The same goes for writing. You can take dozens of classes that will teach you (and tens of thousands of other people) all the same things about all the same good authors and novels. Then all of you can turn out the same good stories of your own that imitate those same authors and novels.

The problem here is that you’re not learning how to avoid the problems and pitfalls of writing– you’re being taught they don’t exist. It’s the literary equivalent of the spoiled rich kid whose never had to do anything for him or herself. Paris Hilton never learned how to change a flat tire because in her world there’s always a repairman and a back-up limo one phone call away. Does that make her an expert at car repair or just someone who never has to deal with it?

Of course, just reading the bad stuff and rolling your eyes doesn’t help. Anyone can say “that sucks.” Anyone. It doesn’t take any special skills or education. Heck, you can train a parrot to say it. Keep that in mind. When someone points at a piece of writing and just mocks it for no reason, they’re operating on the same level as a bird (or celebutante daughter of a hotel magnate) with a brain the size of a walnut.

No, you need to look at the bad stuff and be able to explain why it sucks. What mistakes did the storyteller make. What’s wrong with the dialogue? Why can’t you believe in the characters? Is it an actual problem or a matter of personal taste? Why was the resolution so unsatisfying? And the most important question to answer, of course, is how could you make it better? What would it take for this piece of crap to be something passably good, or even great? Again, you want to have a real answer, not a smart-aleck, off-the-cuff response. A real writer can discuss a crap book just as easily as a good one.

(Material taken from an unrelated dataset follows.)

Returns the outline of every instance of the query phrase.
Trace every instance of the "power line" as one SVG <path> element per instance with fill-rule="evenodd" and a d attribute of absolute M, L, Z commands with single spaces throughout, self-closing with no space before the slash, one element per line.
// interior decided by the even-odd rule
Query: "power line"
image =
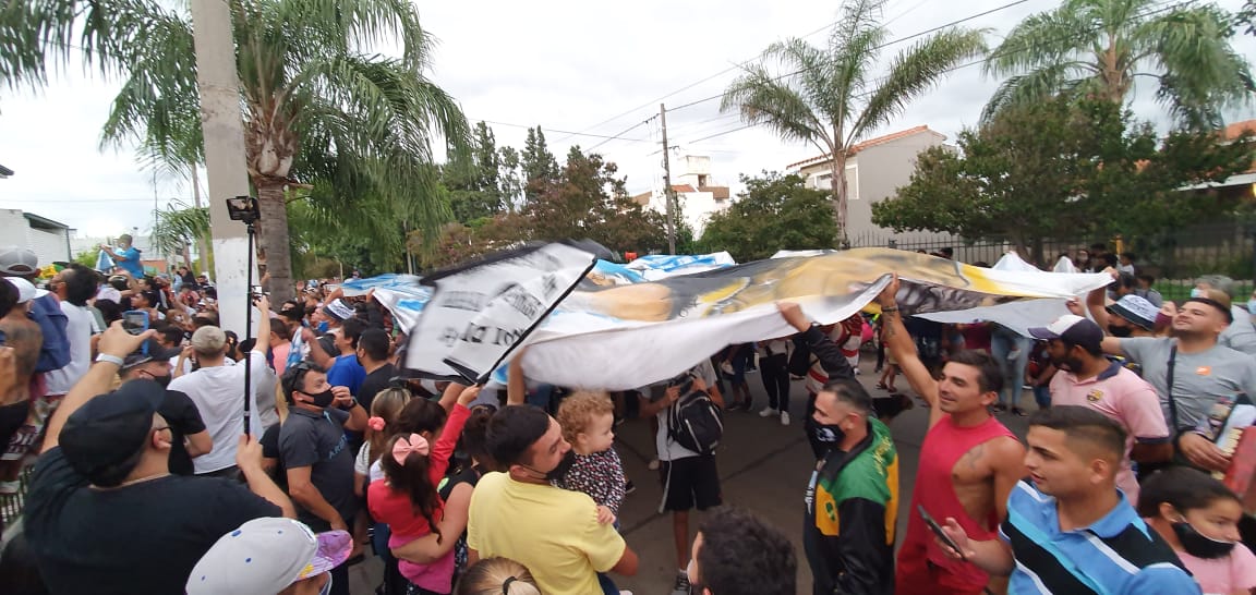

Which brings us back around to the why.

Y’see, Timmy, if you can honestly identify and critique another piece of work, it’s going to make it easier for you to judge your own work. Being able to honestly judge your own work is how you’re going to improve. There are a lot of ways to be a bad writer, and if you can’t recognize them for what they are–and figure out how to avoid them–then odds are that’s the path you’ll end up on and you won’t even know it.

So go forth and learn from the badness.

Next time, I’d like to talk about something completely different.

Until then, go write. And for God’s sake, write something that doesn’t suck.